Giovani idee del ca**o

25 ottobre 2007

Il Ministero alle Politiche Giovanili e Attività Sportive (che molto giovanilmente preferisce farsi chiamare POGAS) lo scorso anno ha indetto il primo concorso intitolato “giovani idee cambiano l’Italia”, destinato a tutti i giovani e volenterosi che avevano voglia di creare una società o un’associazione in uno dei quattro ambiti proposti (ambiente, giovani, sociale e un quarto che non ricordo).
La scadenza della presentazione della domanda era Marzo, poi posticipata ad Aprile a causa di un errore loro. Ebbene, siamo ad Ottobre e non si è ancora saputo nulla. Tempi statali, direte voi. Può essere, il punto però è un altro. Io e un gruppo di amici abbiamo presentato una domanda con un relativo progetto.

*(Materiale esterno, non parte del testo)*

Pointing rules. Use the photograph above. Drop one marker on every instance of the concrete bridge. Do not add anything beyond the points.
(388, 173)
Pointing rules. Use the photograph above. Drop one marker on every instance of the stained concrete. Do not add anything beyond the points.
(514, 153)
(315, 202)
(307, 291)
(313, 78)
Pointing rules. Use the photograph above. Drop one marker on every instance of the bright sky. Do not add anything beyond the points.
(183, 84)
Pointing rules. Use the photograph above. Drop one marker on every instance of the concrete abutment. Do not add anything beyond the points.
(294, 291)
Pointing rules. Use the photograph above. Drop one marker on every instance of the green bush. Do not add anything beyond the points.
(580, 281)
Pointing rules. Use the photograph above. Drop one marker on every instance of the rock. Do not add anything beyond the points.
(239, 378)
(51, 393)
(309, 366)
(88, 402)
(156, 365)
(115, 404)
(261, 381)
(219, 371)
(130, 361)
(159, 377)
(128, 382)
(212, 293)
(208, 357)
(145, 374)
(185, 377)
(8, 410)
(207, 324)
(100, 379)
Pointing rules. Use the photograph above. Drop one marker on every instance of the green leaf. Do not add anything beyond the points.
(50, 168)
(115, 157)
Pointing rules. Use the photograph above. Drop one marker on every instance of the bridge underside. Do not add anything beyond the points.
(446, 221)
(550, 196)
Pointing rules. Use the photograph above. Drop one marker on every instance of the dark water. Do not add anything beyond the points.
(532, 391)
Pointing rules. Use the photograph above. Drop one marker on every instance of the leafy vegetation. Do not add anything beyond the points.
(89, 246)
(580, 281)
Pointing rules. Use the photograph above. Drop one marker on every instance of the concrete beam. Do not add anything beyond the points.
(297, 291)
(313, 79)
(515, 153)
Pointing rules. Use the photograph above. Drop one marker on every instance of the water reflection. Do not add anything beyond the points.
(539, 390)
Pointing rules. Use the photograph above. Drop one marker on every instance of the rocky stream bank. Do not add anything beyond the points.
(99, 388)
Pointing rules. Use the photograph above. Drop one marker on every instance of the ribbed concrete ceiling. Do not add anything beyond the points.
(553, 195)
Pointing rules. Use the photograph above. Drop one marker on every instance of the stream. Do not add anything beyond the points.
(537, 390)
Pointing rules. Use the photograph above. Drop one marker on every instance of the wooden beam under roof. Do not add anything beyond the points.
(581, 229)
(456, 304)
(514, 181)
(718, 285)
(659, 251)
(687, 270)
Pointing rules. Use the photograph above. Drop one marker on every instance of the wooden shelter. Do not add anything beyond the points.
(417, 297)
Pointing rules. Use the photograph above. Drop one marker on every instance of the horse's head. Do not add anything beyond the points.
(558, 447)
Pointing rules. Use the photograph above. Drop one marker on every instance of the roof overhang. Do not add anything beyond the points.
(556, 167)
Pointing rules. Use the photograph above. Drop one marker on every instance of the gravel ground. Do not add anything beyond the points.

Abbiamo fatto la richiesta di 10.000 €, che non è poco ma non è nemmeno tanto visto che la soglia massima era 35.000. Abbiamo studiato un’idea che fosse realizzabile e concreta e che, francamente, penso sia una bella idea. Il punto forte della nostra idea è la nuova tecnologia nonché il poco investimento necessario.
Ora però, dato che come dicevo siamo ad Ottobre e non si è visto ancora nulla, ricevo una telefonata: un tizio, un singolo, un non più giovanissimo, mi comunica che ha un progetto. Un bel progetto. Un progetto quasi uguale al nostro seppur non abbia mai sentito parlare della nostra idea. Semplicemente: abbiamo avuto la stessa idea. Amen.
Non voglio entrare nei dettagli del nostro progetto ma il punto è che a causa dei tempi lunghissimi (si avranno gli esiti *forse* a Gennaio) la nostra brillante (ma facilmente pensabile) idea è stata nel frattempo pensata da un altro, sarà realizzata prima di noi e sfrutterà l’onda della novità.
La nuova tecnologia è un investimento se sfruttata appena essa entra sul mercato. La nostra “innovazione” era proprio lì: entrare nel mercato prima che i concorrenti si rendessero conto di ciò (e fidatevi, nell’ambiente sono piuttosto lenti). L’unico pericolo era che un nuovo soggetto entrasse in gioco, e così è stato, in modo tale che per il mercato noi saremo solo dei copioni dilettanti.
Quindi, caro POGAS, grazie per i lunghissimi tempi d’attesa e grazie per le tue stupide clausole del cazzo perché a causa loro abbiamo dovuto aspettare i tuoi comodi e, così facendo, siamo stati raggiunti da chi l’idea l’ha avuta molto tempo dopo.